The Palace

The gilt of the Imperial Palace was an oppressive weight on the soul, even this far from its screaming auric epicenter. I was standing in an antechamber of a side chapel of a tertiary bastion's minor buttress administrative office, so far removed from the howling heart of the Imperium by walls and wardens and gates and guards I might as well have been on another planet. Even the distance – not even a variance to a voidmaster with incompetent Navigator and a hop-skip-and-a-jump to any prosecutor of war on a planetary scale – was greater than most inhabitants of this Emperor-blessed, Emperor-damned planet traveled in their lifetimes.

It was my second time on the soil of Terra, and even that was a lie. I was shielded from it by millennia of industry and the magnificence of Saint Dorn's masterwork. Literal miles of corridors and vaults beneath my feet, walls and ramparts designed to withstand weapons that could level continents, shatter moons and throw planets out of orbit and then – when they finally did fail – to collapse precisely into an immovable bulwark of rubble that would take even more effort to dislodge. Blessed be the Emperor, for you have closed your Fist on our cradle and no longer does it rock.

A scurrying, cringing functionary, terrified not of my Rosette nor even the howling crimson gale in my sister's psyche that even a blunt could feel now catching up their blood and sweeping it along with it, but just Terrafied, had brought a ceremonial platter – a plate of blessedly white porcelain chased with that horrible gold, corrupted by reflection into ghastly metallic yellow with a few crumbs of brown dust on it. “Earth,” he croaked in awful benediction.

“It's not real,” I warned Alicia once he had left – why should I destroy his faith even though mine was burning away in this guilty crucible? She blinked at me with blood-bound eyes, not disbelieving but wanting to, and silently ungloved, anointing her forehead with a gritty Aquila.

I did the same. It was probably the organic waste of the lowest functionaries of the Palace, squeezed through their bowels and the bowels of their superiors, miles and miles of sphinctered corridor, even as they were squeezed in the same way, sterilized and perfunctorily sanctified before being passed off as the holiest of holies.

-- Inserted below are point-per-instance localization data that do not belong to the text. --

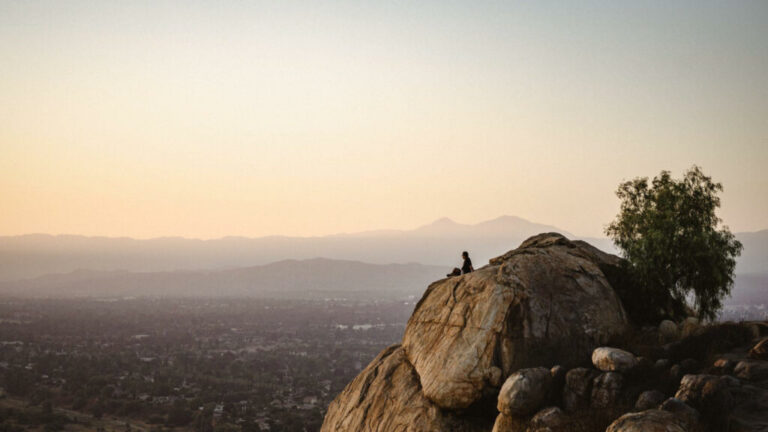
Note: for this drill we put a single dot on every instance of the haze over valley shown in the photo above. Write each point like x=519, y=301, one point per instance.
x=385, y=264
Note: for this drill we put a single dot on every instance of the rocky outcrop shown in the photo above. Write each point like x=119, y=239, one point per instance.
x=548, y=303
x=544, y=301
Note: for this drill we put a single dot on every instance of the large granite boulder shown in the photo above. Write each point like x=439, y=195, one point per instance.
x=386, y=396
x=545, y=302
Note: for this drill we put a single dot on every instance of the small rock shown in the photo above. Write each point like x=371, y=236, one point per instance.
x=548, y=419
x=676, y=372
x=760, y=350
x=525, y=391
x=752, y=370
x=605, y=389
x=649, y=399
x=578, y=388
x=613, y=360
x=493, y=376
x=724, y=365
x=644, y=364
x=689, y=365
x=648, y=421
x=730, y=381
x=668, y=331
x=557, y=372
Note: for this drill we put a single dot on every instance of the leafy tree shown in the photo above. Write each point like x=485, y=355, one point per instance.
x=668, y=232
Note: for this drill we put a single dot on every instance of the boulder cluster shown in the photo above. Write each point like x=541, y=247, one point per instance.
x=538, y=340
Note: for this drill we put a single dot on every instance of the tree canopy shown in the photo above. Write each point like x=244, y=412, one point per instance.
x=676, y=248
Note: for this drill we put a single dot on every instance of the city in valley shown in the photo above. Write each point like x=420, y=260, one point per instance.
x=184, y=364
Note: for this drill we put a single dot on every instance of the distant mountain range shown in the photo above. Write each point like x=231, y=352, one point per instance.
x=311, y=279
x=268, y=266
x=438, y=243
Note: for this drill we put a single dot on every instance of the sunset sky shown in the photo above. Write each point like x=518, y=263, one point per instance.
x=207, y=119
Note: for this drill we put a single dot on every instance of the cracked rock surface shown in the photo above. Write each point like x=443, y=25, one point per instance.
x=546, y=300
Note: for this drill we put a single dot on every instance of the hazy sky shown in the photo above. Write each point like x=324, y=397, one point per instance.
x=205, y=119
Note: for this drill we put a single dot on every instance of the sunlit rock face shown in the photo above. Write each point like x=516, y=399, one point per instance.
x=545, y=302
x=386, y=396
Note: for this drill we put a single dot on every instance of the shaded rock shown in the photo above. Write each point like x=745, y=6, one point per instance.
x=649, y=399
x=730, y=381
x=548, y=420
x=708, y=394
x=605, y=389
x=543, y=302
x=505, y=423
x=525, y=391
x=760, y=350
x=752, y=370
x=689, y=365
x=751, y=408
x=386, y=396
x=644, y=365
x=558, y=382
x=578, y=388
x=724, y=365
x=687, y=416
x=689, y=326
x=676, y=372
x=648, y=421
x=668, y=331
x=613, y=359
x=661, y=364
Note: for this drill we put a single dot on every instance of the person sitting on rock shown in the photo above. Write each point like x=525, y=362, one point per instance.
x=467, y=266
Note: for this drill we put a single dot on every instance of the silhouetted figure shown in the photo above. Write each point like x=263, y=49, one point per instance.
x=467, y=266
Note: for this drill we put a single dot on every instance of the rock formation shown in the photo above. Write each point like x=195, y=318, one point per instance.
x=543, y=303
x=521, y=345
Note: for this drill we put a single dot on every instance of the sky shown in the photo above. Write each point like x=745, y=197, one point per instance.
x=208, y=119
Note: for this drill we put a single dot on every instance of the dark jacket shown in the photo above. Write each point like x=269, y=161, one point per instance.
x=467, y=266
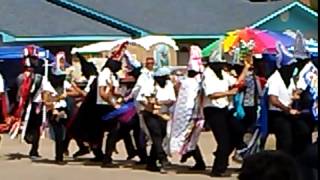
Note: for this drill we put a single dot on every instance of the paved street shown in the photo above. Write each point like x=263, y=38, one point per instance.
x=15, y=165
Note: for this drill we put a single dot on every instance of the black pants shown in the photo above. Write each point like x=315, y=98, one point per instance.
x=308, y=162
x=59, y=129
x=124, y=133
x=67, y=140
x=97, y=130
x=240, y=127
x=157, y=128
x=59, y=133
x=196, y=154
x=33, y=130
x=292, y=133
x=219, y=123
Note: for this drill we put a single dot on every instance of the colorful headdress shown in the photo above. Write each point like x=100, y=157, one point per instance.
x=246, y=48
x=283, y=57
x=28, y=52
x=300, y=50
x=56, y=66
x=195, y=59
x=162, y=71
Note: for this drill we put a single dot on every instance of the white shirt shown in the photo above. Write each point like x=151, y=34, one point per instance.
x=1, y=84
x=189, y=86
x=212, y=84
x=309, y=71
x=90, y=81
x=45, y=86
x=278, y=88
x=105, y=78
x=145, y=80
x=162, y=94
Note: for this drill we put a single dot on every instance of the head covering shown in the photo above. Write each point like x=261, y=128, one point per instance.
x=161, y=55
x=56, y=70
x=118, y=51
x=283, y=57
x=195, y=60
x=31, y=51
x=216, y=55
x=162, y=71
x=244, y=49
x=300, y=50
x=132, y=61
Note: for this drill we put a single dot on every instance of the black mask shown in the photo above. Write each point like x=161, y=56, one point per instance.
x=286, y=73
x=217, y=69
x=113, y=65
x=192, y=73
x=315, y=61
x=57, y=82
x=161, y=80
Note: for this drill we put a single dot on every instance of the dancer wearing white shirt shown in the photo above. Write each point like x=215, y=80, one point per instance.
x=291, y=133
x=157, y=101
x=218, y=88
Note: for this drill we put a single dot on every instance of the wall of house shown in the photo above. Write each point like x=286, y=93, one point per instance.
x=294, y=19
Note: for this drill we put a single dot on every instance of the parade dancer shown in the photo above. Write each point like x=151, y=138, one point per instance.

Who can say it wasn't? On Sacred Terra, is not even the shit holy?

The walls were baroque and gothic and rococo and … and … They weren't gold – there wasn't enough gold on the planet, in the whole Imperium, to gild the Palace. It was fake – some other metal, alchemically treated, close enough to fool those awed when they came here.

I wasn't awed. I was sick and tired, and sick and tired of being sick and tired. The Ophidian Crusade had cost me so much – sudden losses in bright flashes of blood, friends taken from me. Step by step, piece by piece, myself being lost to my sister as she had warned so many times and so long ago. And I was sick in the periphery of the Emperor's agony, caught in the maelstrom of His suffering, my psychic potency snagged in the barbs of His indifference and dragged wherever He might deign to need me.

I closed my eyes and imagined it was Ophelia. My beloved Ophelia – and not the marble and stained glass of the cathedral precincts, but the graphite-silver haze of the 'Dust Zone and the roar of the machines and the stink of the oil and the swarf. For an instant the callouses were on my fingers and not my heart and I was a simple machinist tooling for the manufactorums.

For an instant.

“Inquisitor.”

My eyes snapped open. A buttress of the baroque bulwark had detached itself and stood before me, an implacable figure in armor more precious and rare than gold. Taller than an Astartes, it was a fortress of a man, the Palace made flesh. His face was unique among his brothers just as the battlements had been made unique through circumstance or necessity or damage but if I had imagined him repeated ten thousand times I would have seen his entire race.

“Custodian.” He had a name, I am sure. It didn't matter.

Alicia was on her knees, the sign of the Aquila made before her breast, tears flowing down her cheeks, pious entreaties on her lips. We both ignored her.

“Your time is valuable, Inquisitor. I am empowered to speak on . . . “

“Of course you are. And so is yours.”

The Palace actually blinked. “What do you desire?”

I actually smiled. “A second audience.”